Neben der Ermittlung des LGDs ist im fortgeschrittenen Ratingansatz ein
Bonitätsrating erforderlich. Die Bonität hat einen großen Einfluss auf die
Höhe der Eigenkapitalunterlegung (siehe Abb. 5). Niedrige LGDs können
diesen Effekt mildern, nicht aber nivellieren.

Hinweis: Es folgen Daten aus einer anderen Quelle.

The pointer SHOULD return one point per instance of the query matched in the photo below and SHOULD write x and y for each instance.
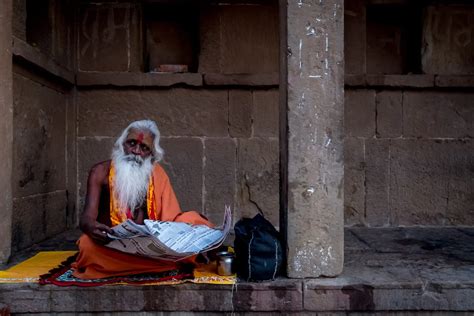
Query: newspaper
(170, 241)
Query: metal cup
(224, 263)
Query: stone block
(447, 39)
(249, 39)
(109, 37)
(355, 80)
(266, 113)
(411, 81)
(178, 112)
(90, 151)
(39, 115)
(454, 81)
(137, 79)
(354, 181)
(183, 162)
(418, 182)
(359, 113)
(460, 209)
(258, 179)
(389, 114)
(377, 153)
(432, 114)
(32, 298)
(210, 38)
(240, 113)
(219, 176)
(354, 37)
(38, 217)
(253, 79)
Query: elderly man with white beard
(133, 186)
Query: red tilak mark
(140, 138)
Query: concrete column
(6, 128)
(315, 138)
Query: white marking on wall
(300, 58)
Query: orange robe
(97, 261)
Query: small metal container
(224, 262)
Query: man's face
(139, 143)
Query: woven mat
(54, 267)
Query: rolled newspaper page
(172, 241)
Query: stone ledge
(136, 79)
(25, 51)
(454, 81)
(386, 270)
(413, 81)
(280, 295)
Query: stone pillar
(6, 128)
(315, 88)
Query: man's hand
(97, 231)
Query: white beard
(132, 174)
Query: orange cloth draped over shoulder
(97, 261)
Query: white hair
(147, 125)
(132, 175)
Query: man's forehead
(143, 136)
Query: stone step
(396, 270)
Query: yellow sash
(116, 215)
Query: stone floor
(399, 271)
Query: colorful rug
(54, 267)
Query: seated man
(130, 186)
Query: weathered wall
(48, 26)
(44, 181)
(6, 129)
(409, 157)
(221, 146)
(220, 141)
(40, 193)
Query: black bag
(257, 248)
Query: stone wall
(219, 121)
(408, 151)
(221, 145)
(44, 181)
(40, 192)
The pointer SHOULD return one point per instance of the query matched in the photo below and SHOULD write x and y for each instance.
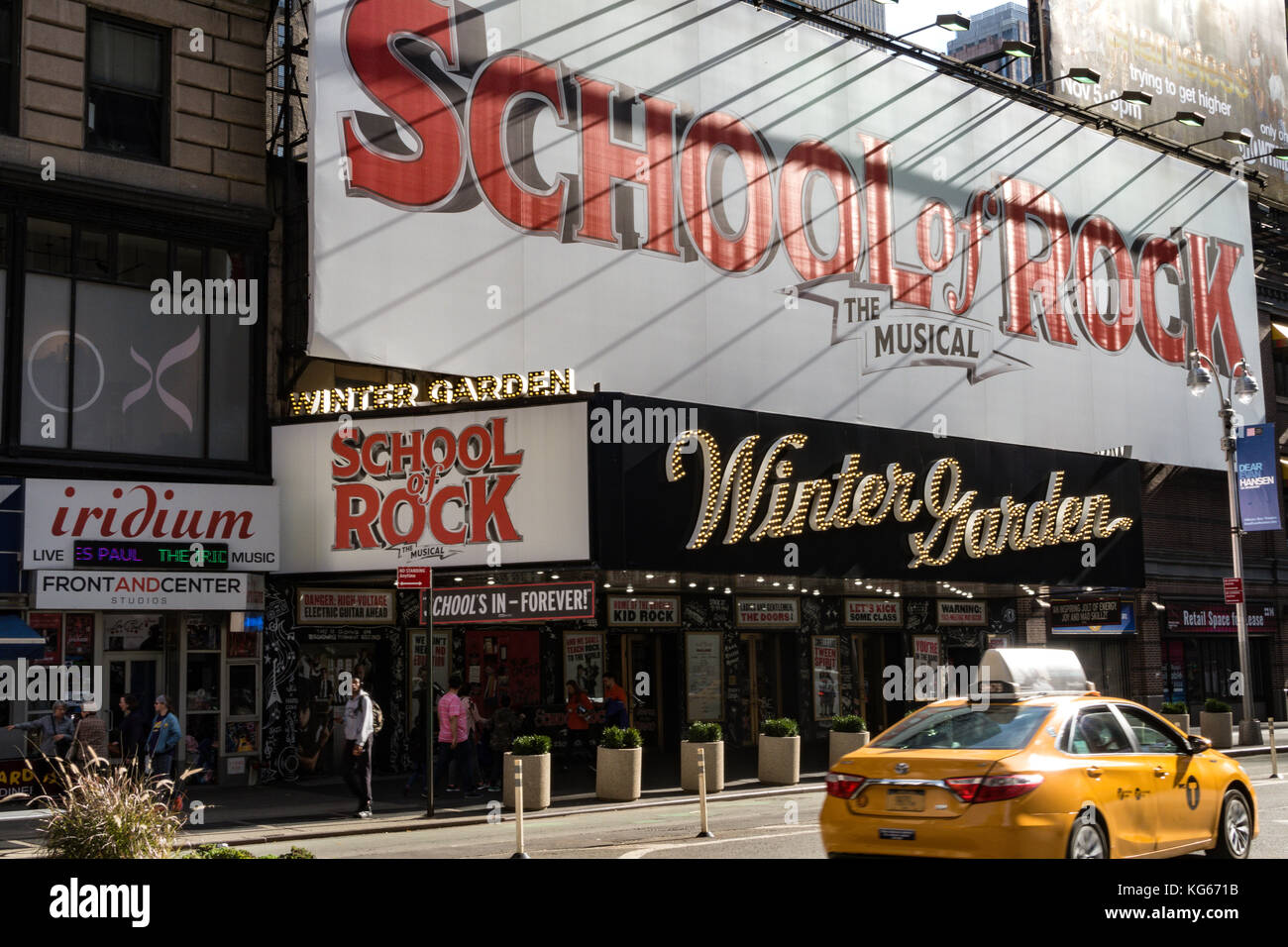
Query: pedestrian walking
(467, 746)
(89, 744)
(579, 709)
(134, 731)
(162, 740)
(449, 719)
(505, 725)
(359, 736)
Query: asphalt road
(782, 826)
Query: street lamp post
(1244, 388)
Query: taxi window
(1150, 735)
(1000, 727)
(1098, 731)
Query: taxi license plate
(906, 800)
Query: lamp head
(1019, 50)
(1197, 379)
(1245, 386)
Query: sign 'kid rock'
(494, 488)
(709, 202)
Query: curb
(412, 823)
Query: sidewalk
(318, 808)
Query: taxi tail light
(993, 789)
(842, 785)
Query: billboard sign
(542, 183)
(1225, 59)
(433, 489)
(1256, 463)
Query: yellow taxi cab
(1037, 766)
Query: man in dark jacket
(134, 729)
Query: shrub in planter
(709, 738)
(780, 751)
(618, 764)
(781, 727)
(532, 745)
(618, 738)
(703, 732)
(1179, 712)
(1216, 723)
(535, 750)
(849, 733)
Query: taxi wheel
(1087, 840)
(1234, 838)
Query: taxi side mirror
(1198, 745)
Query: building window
(8, 65)
(127, 81)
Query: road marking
(642, 852)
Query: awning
(18, 639)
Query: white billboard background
(467, 292)
(548, 505)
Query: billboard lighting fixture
(952, 22)
(1243, 386)
(1276, 153)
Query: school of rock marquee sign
(463, 488)
(535, 183)
(752, 492)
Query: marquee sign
(807, 244)
(434, 488)
(750, 492)
(64, 521)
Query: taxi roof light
(842, 785)
(1030, 672)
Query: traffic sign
(1233, 591)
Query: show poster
(711, 202)
(703, 663)
(1224, 59)
(825, 677)
(584, 663)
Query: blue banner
(1256, 459)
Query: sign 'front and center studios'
(533, 602)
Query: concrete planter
(713, 759)
(536, 781)
(780, 761)
(841, 744)
(617, 774)
(1219, 728)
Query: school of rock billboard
(464, 488)
(850, 236)
(1225, 59)
(747, 492)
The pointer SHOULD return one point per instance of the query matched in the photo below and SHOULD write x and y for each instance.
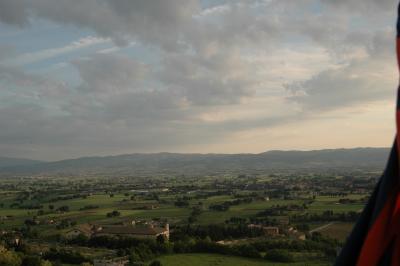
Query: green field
(221, 260)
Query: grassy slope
(220, 260)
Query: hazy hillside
(192, 164)
(10, 162)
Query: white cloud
(33, 57)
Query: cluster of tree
(215, 232)
(277, 210)
(227, 204)
(65, 256)
(89, 207)
(326, 216)
(11, 258)
(113, 214)
(65, 223)
(195, 213)
(181, 202)
(63, 208)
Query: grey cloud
(110, 73)
(150, 21)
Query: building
(149, 231)
(268, 230)
(83, 229)
(111, 262)
(271, 230)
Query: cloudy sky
(101, 77)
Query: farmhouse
(268, 230)
(83, 229)
(150, 231)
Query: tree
(9, 258)
(279, 255)
(156, 263)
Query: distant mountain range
(197, 164)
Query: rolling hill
(195, 164)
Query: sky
(104, 77)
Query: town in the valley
(282, 217)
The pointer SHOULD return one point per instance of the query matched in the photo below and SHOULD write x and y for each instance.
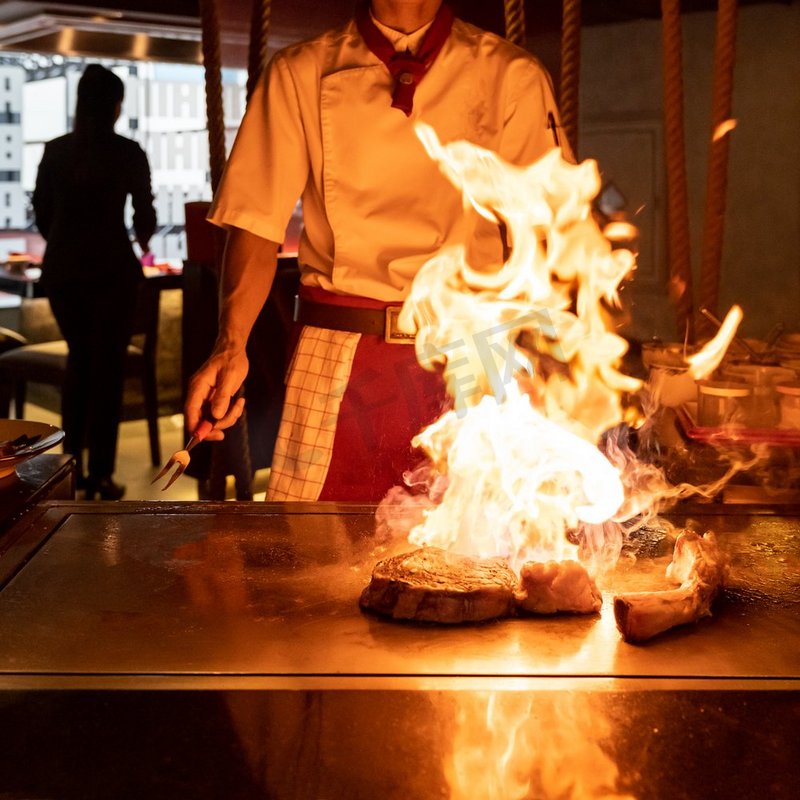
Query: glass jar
(722, 403)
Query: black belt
(372, 321)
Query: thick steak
(432, 585)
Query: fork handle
(200, 432)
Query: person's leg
(112, 323)
(72, 312)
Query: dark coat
(79, 203)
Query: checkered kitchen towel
(318, 376)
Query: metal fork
(180, 458)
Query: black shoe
(105, 488)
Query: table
(210, 649)
(44, 477)
(22, 282)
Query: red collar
(407, 69)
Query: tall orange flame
(528, 359)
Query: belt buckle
(391, 332)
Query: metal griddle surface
(272, 591)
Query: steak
(699, 567)
(557, 586)
(432, 585)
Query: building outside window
(164, 111)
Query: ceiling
(169, 30)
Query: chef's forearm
(249, 265)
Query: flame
(528, 359)
(516, 745)
(708, 359)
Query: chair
(45, 362)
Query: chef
(332, 122)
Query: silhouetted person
(90, 272)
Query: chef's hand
(213, 387)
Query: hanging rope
(231, 456)
(717, 178)
(678, 241)
(515, 21)
(570, 70)
(259, 37)
(212, 64)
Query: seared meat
(547, 588)
(699, 567)
(432, 585)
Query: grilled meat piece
(432, 585)
(699, 567)
(557, 586)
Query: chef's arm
(248, 269)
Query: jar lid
(723, 388)
(792, 388)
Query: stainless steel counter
(223, 647)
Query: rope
(717, 179)
(678, 242)
(259, 38)
(570, 70)
(515, 21)
(232, 456)
(212, 64)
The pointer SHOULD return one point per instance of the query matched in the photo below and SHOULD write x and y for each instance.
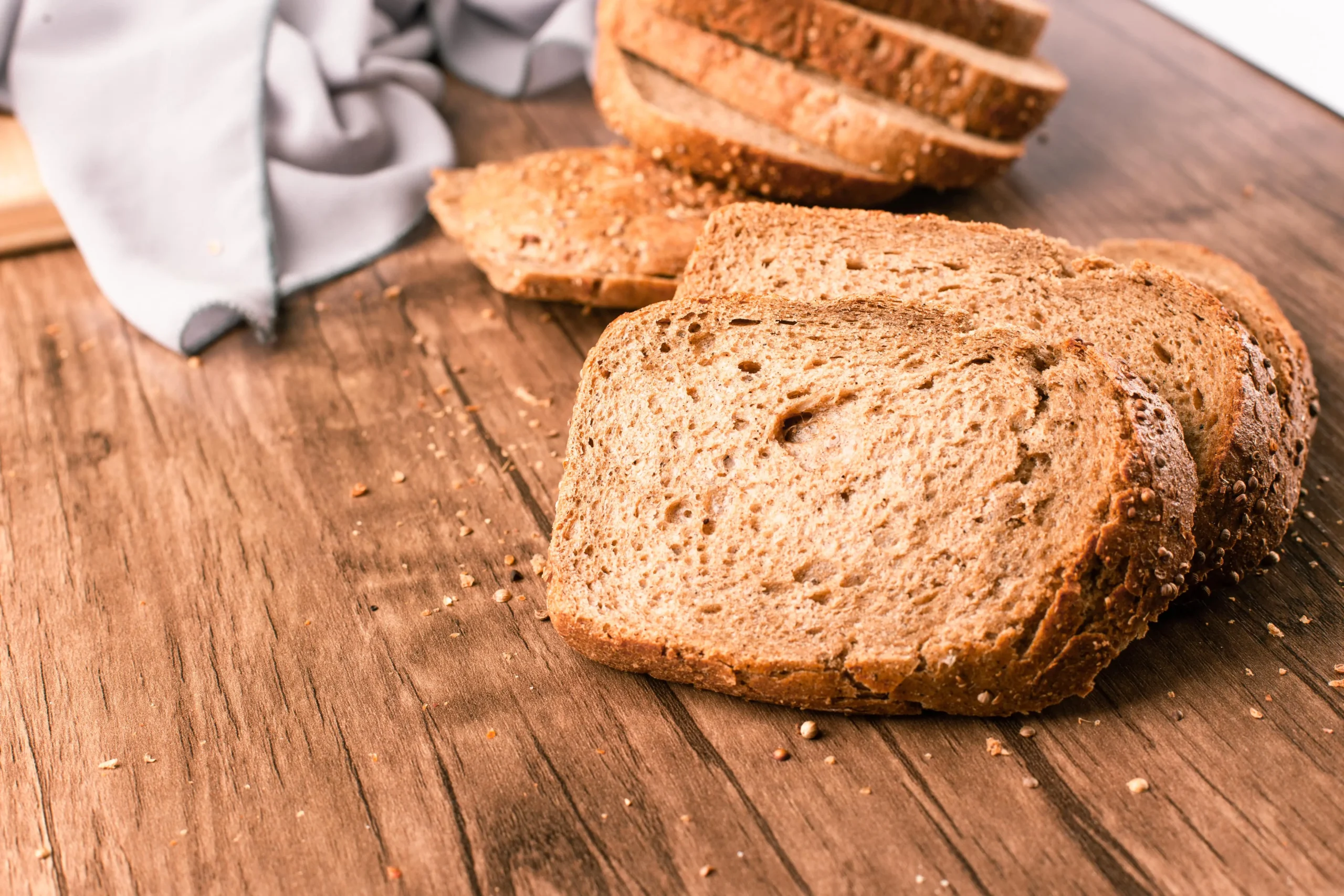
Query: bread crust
(862, 129)
(573, 208)
(1245, 495)
(1009, 26)
(1121, 581)
(737, 164)
(1275, 335)
(976, 89)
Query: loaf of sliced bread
(1009, 26)
(1270, 330)
(860, 505)
(867, 131)
(604, 227)
(1170, 331)
(972, 88)
(691, 131)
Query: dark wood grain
(186, 575)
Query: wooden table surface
(187, 585)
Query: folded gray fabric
(214, 156)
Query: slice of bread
(1258, 312)
(867, 131)
(860, 505)
(1170, 331)
(695, 132)
(604, 227)
(1009, 26)
(979, 90)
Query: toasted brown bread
(980, 90)
(860, 505)
(597, 226)
(695, 132)
(1170, 331)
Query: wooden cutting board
(27, 218)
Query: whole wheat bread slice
(865, 129)
(1260, 313)
(1009, 26)
(859, 505)
(695, 132)
(972, 88)
(604, 227)
(1170, 331)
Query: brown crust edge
(1256, 531)
(726, 162)
(539, 284)
(1132, 570)
(882, 56)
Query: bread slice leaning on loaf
(1009, 26)
(695, 132)
(1258, 312)
(862, 505)
(976, 89)
(1170, 331)
(603, 227)
(865, 129)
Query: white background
(1300, 42)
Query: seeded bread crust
(979, 90)
(1009, 26)
(865, 129)
(991, 655)
(1208, 367)
(605, 227)
(1260, 313)
(733, 150)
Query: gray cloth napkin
(214, 156)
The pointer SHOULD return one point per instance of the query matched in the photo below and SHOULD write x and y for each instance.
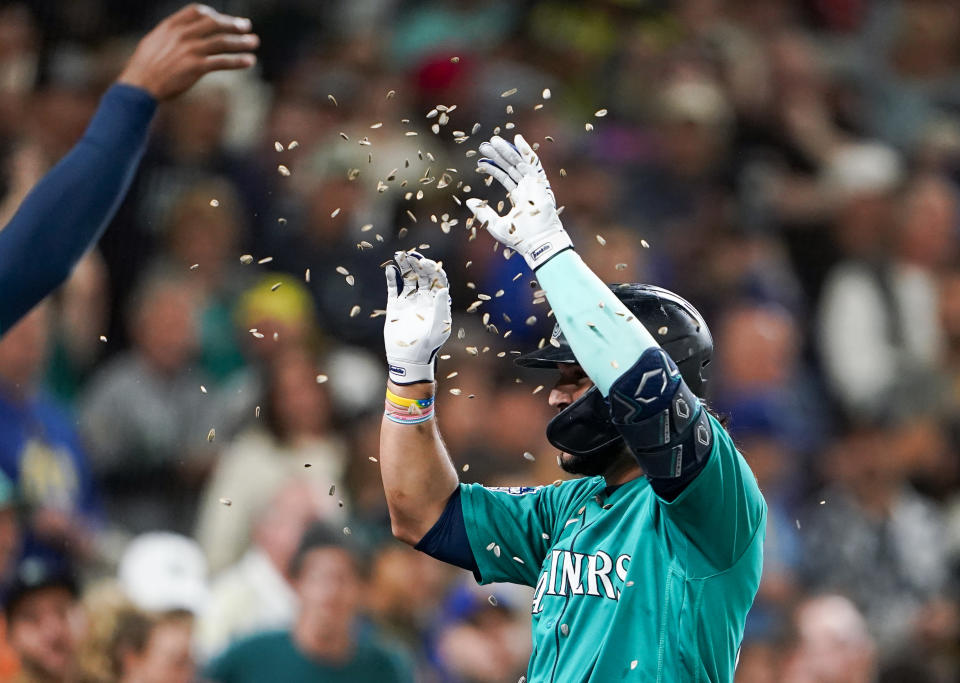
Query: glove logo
(540, 251)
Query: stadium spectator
(833, 644)
(326, 641)
(145, 414)
(40, 450)
(40, 605)
(255, 593)
(872, 537)
(293, 437)
(153, 649)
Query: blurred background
(208, 384)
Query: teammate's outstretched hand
(185, 46)
(532, 227)
(418, 317)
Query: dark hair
(320, 535)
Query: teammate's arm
(72, 204)
(418, 475)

Die Anwendung qualifizierter Ratinginstrumente wird dazu führen, dass
eine ungewollte Quersubventionierung zwischen „guten“ und „schlechten“
Kreditnehmern künftig nicht mehr stattfindet. Davon profitieren Kunden mit
ordentlicher Bonität und werthaltigen Sicherheiten. Umgekehrt dürften die
Konditionen für andere Kreditnehmer steigen. Ein Vorteil für den Kreditnehmer ist auch, dass er durch sein eigenes Verhalten die Konditionen seiner Finanzierung beeinflussen kann.
Mit dem LGD-Grading steht Kreditinstituten ein Instrument zur Verfügung,
das nach Ansicht des VDH sowohl in konzeptioneller als auch in statistischer
Hinsicht den Anforderungen des fortgeschrittenen internen Ratingansatzes
gerecht wird. Damit werden Kreditrisiken im Baufinanzierungsbereich messbar und Konditionen für den Kunden nachvollziehbar.